American electrical engineer (1865–1951)

Dugald Caleb Jackson (February 13, 1865 – July 1, 1951) was an American electrical engineer. He received the IEEE Edison Medal for "outstanding and inspiring leadership in engineering education and in the field of generation and distribution of electric power".

== Early life ==
Dugald was born into a quaker family in Kennett Square, Pennsylvania. His parents were Josiah and Mary Price Jackson. His younger brother, John Price Jackson, co-wrote some books with him and also had a career as an electrical engineer, academic, civil servant and soldier. He attended The Hill School in Pottstown before studying civil engineering at Pennsylvania State College from which he graduated in 1885.

== Early career ==
After two years teaching electrical engineering at Cornell University he moved to the University of Wisconsin in 1891 as the first professor of Electrical Engineering, heading the Department of Electrical Engineering.
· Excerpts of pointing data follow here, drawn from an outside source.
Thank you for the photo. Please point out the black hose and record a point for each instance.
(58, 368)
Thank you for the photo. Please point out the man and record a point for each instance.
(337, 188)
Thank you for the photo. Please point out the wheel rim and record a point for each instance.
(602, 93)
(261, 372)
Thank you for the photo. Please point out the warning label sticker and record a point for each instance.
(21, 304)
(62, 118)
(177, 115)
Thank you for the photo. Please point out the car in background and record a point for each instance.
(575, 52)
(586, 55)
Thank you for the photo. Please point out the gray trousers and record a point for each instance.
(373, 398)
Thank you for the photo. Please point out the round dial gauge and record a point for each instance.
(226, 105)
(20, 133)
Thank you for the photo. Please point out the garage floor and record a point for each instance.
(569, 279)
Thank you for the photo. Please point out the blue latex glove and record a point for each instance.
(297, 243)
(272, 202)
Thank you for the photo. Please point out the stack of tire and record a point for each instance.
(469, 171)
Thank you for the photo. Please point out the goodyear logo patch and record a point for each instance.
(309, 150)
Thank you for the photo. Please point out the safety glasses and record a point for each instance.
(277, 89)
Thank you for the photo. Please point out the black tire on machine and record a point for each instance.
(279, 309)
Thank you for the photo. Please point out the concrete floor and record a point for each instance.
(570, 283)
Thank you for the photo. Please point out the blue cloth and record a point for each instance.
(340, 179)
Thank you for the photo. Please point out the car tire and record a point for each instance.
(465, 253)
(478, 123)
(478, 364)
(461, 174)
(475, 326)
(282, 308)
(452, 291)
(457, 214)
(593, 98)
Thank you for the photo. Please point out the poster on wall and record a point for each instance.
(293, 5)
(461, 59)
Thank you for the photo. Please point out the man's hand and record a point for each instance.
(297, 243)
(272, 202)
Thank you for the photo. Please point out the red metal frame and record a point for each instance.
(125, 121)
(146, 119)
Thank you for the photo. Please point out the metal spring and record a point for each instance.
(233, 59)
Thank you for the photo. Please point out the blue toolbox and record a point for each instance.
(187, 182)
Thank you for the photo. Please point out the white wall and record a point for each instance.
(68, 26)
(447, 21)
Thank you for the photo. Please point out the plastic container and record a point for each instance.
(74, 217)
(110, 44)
He specialized in alternating currents and associated machinery alongside technical issues involved in running central stations as independent power stations were known at the time.

== At MIT ==
Jackson headed the Department of Electrical Engineering of the Massachusetts Institute of Technology (MIT) from 1907 to 1935. He was proponent of student and faculty involvement with industry. Jackson established research as a part of engineering education at MIT and coordinated it with practical experience in industrial settings (for example, with the General Electric Company), and his model spread widely.

On April 3, 1911, Jackson participated in a conference at the Hotel Thorndike, in Boston encouraging closer co-operation between electric vehicle manufacturers and central station managers in the Boston area. The conference was organized by the Boston Edison Company and Jackson promised the support of the Department of Electrical Engineering of the Massachusetts Institute of Technology (MIT) in providing scientific research to support the development of the electric vehicle industry.

During his time at MIT, Jackson was elected to the American Academy of Arts and Sciences in 1911 and the American Philosophical Society in 1931.

== Works ==
- 1893 Text Book on Electromagnetism and the Construction of Dynamos
- 1895 Electricity and Magnetism
- 1896 Alternating Currents and Alternating Current Machinery (with John Price Jackson) New York: Macmillan Co.
- 1902 An Elementary Book on Electricity and Magnetism (with John Price Jackson) New York: Macmillan Co.